Most corporate demand, he said, was coming from firms in the manufacturing and energy sectors.

“The pressure is being exacerbated by the fact this demand is coming amidst weak inflows,” he said.

Uganda relies on shipments of coffee, tea, fish, cocoa and other commodities for its hard currency earnings but traders say the slowdown in prices of these items has depressed the country’s foreign exchange inflows.

Bagambe said the negative investor sentiment toward the shilling was also tracking the weakening trend of other sub-Saharan African currencies.

Most sub-Saharan African currencies have posted sharp losses this year, hurt by cooling commodity prices and expectations of an interest rate hike by the U.S. Fed reserve.

So far this year, the shilling is 25 percent weaker against the greenback.
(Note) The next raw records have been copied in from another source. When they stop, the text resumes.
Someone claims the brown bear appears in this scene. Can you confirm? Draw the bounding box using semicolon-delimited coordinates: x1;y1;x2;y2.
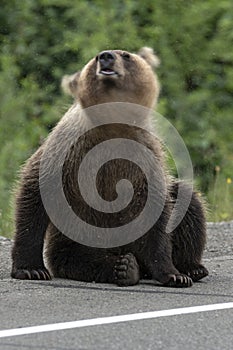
11;48;208;287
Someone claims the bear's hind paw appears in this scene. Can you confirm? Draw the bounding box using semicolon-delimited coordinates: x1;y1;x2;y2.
114;253;140;287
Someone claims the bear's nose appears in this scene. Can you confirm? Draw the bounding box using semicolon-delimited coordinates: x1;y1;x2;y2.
98;51;116;65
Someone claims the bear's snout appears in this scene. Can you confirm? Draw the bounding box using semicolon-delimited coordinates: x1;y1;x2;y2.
98;51;116;67
97;51;118;76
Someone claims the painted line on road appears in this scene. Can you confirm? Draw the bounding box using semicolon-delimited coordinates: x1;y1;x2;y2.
0;302;233;338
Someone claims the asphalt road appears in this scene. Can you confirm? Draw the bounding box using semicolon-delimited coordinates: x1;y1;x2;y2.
0;221;233;350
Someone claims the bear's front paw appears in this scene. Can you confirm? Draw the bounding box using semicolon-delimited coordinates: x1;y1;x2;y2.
11;268;51;280
163;273;193;288
114;253;140;286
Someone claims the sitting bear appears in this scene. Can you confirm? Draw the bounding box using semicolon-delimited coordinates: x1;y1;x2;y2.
11;47;208;287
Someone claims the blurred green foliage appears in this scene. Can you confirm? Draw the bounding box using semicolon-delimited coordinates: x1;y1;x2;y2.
0;0;233;236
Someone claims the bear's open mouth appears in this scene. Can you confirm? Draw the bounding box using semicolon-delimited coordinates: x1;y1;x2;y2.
99;68;118;76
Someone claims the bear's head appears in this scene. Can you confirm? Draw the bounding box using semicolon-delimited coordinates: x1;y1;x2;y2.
62;47;160;109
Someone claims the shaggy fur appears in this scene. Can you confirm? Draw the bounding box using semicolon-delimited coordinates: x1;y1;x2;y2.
11;48;208;287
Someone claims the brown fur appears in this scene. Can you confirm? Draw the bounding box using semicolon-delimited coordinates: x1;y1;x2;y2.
11;48;208;287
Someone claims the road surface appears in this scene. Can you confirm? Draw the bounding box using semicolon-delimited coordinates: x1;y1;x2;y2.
0;221;232;350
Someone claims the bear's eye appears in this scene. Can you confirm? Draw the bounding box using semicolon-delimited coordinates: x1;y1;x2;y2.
122;52;130;61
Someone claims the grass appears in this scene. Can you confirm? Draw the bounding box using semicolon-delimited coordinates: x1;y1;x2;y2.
207;166;233;222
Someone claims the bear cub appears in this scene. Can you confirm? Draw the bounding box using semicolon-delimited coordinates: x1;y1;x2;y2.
11;47;208;287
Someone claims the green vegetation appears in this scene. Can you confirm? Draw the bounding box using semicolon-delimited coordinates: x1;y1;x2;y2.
0;0;233;237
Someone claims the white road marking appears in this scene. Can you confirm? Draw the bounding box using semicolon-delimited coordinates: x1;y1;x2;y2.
0;302;233;338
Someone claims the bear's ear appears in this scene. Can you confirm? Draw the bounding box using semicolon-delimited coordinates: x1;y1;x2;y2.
138;47;160;68
61;71;80;97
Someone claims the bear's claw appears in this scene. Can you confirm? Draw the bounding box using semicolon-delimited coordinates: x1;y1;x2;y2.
11;268;51;280
163;273;193;288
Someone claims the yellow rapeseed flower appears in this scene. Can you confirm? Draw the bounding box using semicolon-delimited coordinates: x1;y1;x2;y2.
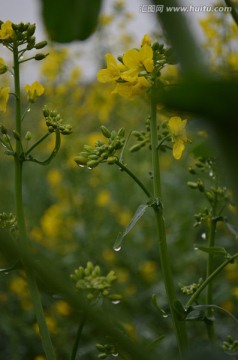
121;44;154;82
0;20;14;40
24;81;44;102
0;86;10;112
168;116;188;160
97;54;123;83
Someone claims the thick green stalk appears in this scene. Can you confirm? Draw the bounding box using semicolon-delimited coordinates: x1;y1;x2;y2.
150;85;188;356
13;43;56;360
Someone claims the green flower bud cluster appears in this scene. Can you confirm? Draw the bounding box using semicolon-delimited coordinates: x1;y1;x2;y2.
96;342;118;359
0;212;17;234
223;335;238;355
74;126;125;169
0;21;48;57
129;118;169;153
152;42;177;76
43;106;72;135
70;261;122;303
193;208;211;227
179;278;203;295
188;156;233;226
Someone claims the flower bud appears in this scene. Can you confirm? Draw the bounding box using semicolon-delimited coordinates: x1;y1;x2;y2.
0;124;8;134
74;155;88;166
107;156;117;164
187;181;198;189
13;130;20;141
101;125;111;138
25;131;32;141
35;40;48;49
27;24;36;36
35;53;48;61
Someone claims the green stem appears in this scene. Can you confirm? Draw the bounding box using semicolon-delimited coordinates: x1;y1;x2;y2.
205;216;217;343
115;160;152;198
13;42;56;360
150;84;188;356
71;315;86;360
186;252;238;308
25;132;50;156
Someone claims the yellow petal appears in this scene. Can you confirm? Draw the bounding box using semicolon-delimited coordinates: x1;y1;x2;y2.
140;44;154;72
112;82;133;98
0;86;10;112
173;139;185;160
141;34;152;46
168;117;187;136
123;49;140;69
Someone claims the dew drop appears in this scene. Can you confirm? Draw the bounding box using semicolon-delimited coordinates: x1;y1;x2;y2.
113;245;121;252
79;164;85;168
87;167;93;170
112;300;120;305
112;353;119;357
201;233;206;240
194;246;198;251
209;171;213;177
27;108;31;112
162;313;169;318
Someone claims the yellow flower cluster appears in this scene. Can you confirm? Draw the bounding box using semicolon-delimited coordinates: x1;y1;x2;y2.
97;34;154;98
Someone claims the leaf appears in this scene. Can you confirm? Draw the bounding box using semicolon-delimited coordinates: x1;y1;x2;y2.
226;222;238;237
146;335;165;349
113;204;149;251
0;261;20;275
191;305;238;325
41;0;103;42
195;245;230;257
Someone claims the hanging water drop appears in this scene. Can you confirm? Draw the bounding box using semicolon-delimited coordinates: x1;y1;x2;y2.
194;246;198;251
113;245;121;252
201;233;206;239
112;353;119;357
112;300;120;305
27;108;31;112
87;166;93;170
79;164;85;168
162;313;169;318
209;171;213;177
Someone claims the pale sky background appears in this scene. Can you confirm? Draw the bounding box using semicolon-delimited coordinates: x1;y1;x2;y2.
0;0;218;82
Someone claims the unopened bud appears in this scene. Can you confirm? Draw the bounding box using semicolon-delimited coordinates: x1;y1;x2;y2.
13;130;21;141
35;53;48;61
35;41;47;49
101;125;111;138
25;131;32;141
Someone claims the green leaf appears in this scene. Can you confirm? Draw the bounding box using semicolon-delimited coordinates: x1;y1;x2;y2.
113;204;149;251
226;222;238;237
191;305;238;325
195;245;230;257
146;335;165;349
41;0;103;42
173;300;187;320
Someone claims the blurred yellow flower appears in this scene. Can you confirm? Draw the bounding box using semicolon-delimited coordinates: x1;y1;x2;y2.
54;300;71;316
47;168;62;187
34;356;46;360
0;57;8;74
168;116;188;160
9;276;27;296
24;81;44;102
34;315;58;335
0;20;14;40
0;86;10;112
96;189;111;207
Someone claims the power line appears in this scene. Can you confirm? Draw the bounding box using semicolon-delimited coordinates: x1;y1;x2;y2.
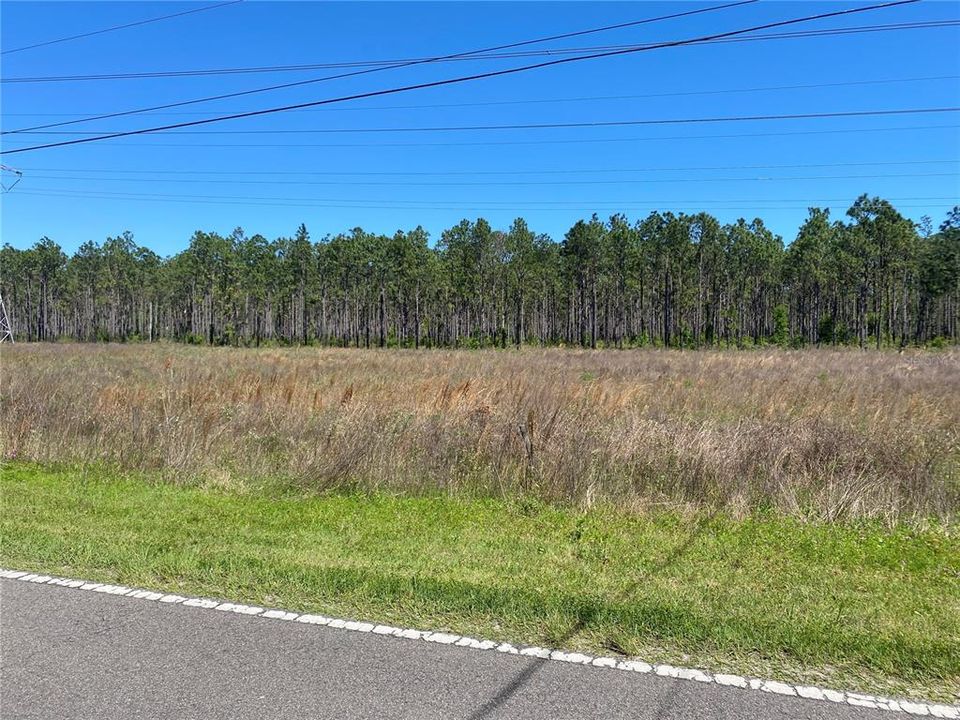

Traders say demand for greenback is likely to rise steeply in October as importers stock up on hard currency to pay for merchandise shipments targeting year-end shoppers.

The increased dollar demand, coupled with jitters over a deteriorating trade balance, and political uncertainty ahead next year’s polls are expected to keep the shilling vulnerable in the coming months, traders say.